His colleagues took him to the hospital in a car with no windows — all the glass in nearby buildings and vehicles had been shattered by the explosion.

"My injury is nothing — some of my colleagues were killed. Many had blood all over their faces and people were lying on the ground in all sorts of horrible positions. It's such a tragedy," he said.

Another worker, Gao Xuyou, was in the same hospital ward as Li Baoli. "The shockwave was like a strong wind carrying broken glass, bricks and concrete, which hit people working inside the factory too," said the 44-year-old.

Li Ming, 25, who was also working at the factory when the blast occurred, said, "The explosion was far more frightening than any scene in the Hollywood disaster movies I've watched."

He said cars were thrown several meters into the air, before being crushed under concrete paving slabs that had been wrenched from the sidewalks.

Li Ming was working in the part of the factory closest to Zhaitangdao street at the time of the explosion. He only escaped injury because he was standing between two large shipping containers. "They stopped the flying concrete. I don't think I would still be alive if they hadn't been there."

Following the explosion, water, electricity, natural gas and central heating services were suspended in the neighborhood. By Saturday night, however, water and electricity had been resumed in all areas, except for the epicenter of the blast.

Xue Jianzhu, 57, a lifelong Huangdao resident, said he had been unaware of the pipeline until Friday. He said Zhaitangdao street is often heavily congested by traffic, especially during the monthly market day.

"Also, Huangdao No. 2 middle school is not far from there. If the explosion had occurred when the students were on their way to or from school, the consequences could have been unthinkable," he said.

"Why didn't the authorites block the street and evacuate the residents, workers and students, when they clearly knew there was a leak on the pipeline?" asked Xue.

Angry residents

Other residents said the devastation could have been far worse if the nearby Lidong chemical plant hadn't suspended production on Friday for planned maintenance.

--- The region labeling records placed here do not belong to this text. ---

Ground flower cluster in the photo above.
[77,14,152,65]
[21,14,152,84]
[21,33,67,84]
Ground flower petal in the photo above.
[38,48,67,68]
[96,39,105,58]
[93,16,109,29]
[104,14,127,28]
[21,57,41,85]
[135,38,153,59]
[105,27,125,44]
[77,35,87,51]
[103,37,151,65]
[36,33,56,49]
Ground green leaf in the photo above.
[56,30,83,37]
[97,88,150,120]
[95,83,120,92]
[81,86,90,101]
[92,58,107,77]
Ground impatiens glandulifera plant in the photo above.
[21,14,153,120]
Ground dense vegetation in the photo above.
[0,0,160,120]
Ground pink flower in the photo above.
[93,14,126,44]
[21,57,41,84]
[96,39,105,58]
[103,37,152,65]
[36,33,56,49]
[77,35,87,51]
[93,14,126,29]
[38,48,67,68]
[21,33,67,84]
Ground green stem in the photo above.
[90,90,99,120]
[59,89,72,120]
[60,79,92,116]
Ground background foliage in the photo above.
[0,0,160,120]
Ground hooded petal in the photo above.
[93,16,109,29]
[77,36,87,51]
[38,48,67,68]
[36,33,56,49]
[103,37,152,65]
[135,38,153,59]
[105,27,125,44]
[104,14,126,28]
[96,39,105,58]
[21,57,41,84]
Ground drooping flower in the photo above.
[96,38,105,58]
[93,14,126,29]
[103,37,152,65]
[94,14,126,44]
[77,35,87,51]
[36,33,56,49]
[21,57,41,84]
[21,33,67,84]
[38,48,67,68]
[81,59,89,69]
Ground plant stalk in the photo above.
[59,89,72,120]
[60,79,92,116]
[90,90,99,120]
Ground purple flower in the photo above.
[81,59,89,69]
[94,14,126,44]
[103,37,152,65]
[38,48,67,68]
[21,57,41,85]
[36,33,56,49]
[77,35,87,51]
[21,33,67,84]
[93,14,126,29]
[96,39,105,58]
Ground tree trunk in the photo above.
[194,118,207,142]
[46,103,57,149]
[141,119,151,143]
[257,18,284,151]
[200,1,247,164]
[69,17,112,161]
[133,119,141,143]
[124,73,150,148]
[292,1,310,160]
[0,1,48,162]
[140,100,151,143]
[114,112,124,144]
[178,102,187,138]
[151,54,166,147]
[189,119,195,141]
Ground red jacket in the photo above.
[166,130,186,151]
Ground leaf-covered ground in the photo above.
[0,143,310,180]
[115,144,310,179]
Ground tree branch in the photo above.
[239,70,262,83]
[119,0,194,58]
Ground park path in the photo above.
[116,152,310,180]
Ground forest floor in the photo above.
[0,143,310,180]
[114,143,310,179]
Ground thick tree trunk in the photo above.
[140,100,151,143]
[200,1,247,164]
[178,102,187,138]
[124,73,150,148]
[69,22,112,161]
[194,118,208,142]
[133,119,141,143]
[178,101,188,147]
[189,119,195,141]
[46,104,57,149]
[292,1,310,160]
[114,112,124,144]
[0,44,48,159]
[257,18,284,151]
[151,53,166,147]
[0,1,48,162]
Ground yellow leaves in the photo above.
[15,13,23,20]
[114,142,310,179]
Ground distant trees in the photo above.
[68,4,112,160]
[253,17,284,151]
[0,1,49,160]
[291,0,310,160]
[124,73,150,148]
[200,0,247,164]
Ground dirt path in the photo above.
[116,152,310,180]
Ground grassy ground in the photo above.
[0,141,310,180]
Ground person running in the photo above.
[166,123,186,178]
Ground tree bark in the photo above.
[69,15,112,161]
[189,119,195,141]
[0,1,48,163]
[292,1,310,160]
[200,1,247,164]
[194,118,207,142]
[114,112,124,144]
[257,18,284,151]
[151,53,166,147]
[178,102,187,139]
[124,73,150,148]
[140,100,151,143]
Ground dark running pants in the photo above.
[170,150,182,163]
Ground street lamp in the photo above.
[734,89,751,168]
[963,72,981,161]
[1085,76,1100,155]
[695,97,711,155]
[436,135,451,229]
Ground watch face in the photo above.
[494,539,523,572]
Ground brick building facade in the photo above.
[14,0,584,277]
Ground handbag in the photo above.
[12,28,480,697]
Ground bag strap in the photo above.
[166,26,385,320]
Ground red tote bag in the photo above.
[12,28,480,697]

"The whole district might have been turned to ashes if the chemicals in the plant had exploded," said maintenance worker Lan Shoulian. The street looks like it was dug up by excavators, said the 45-year-old, who dragged a bloodstained man from his wrecked car in the aftermath of the blast.

Qingdao municipal government has announced that it will check all pipelines under the city and formulate an overall revamping plan to ensure that an accident to one pipeline will not affect the others, but that has failed to assuage the anger of some locals.

"I am furious. We knew nothing about the oil pipeline. It was a ticking time bomb and it has got to go," said Xue.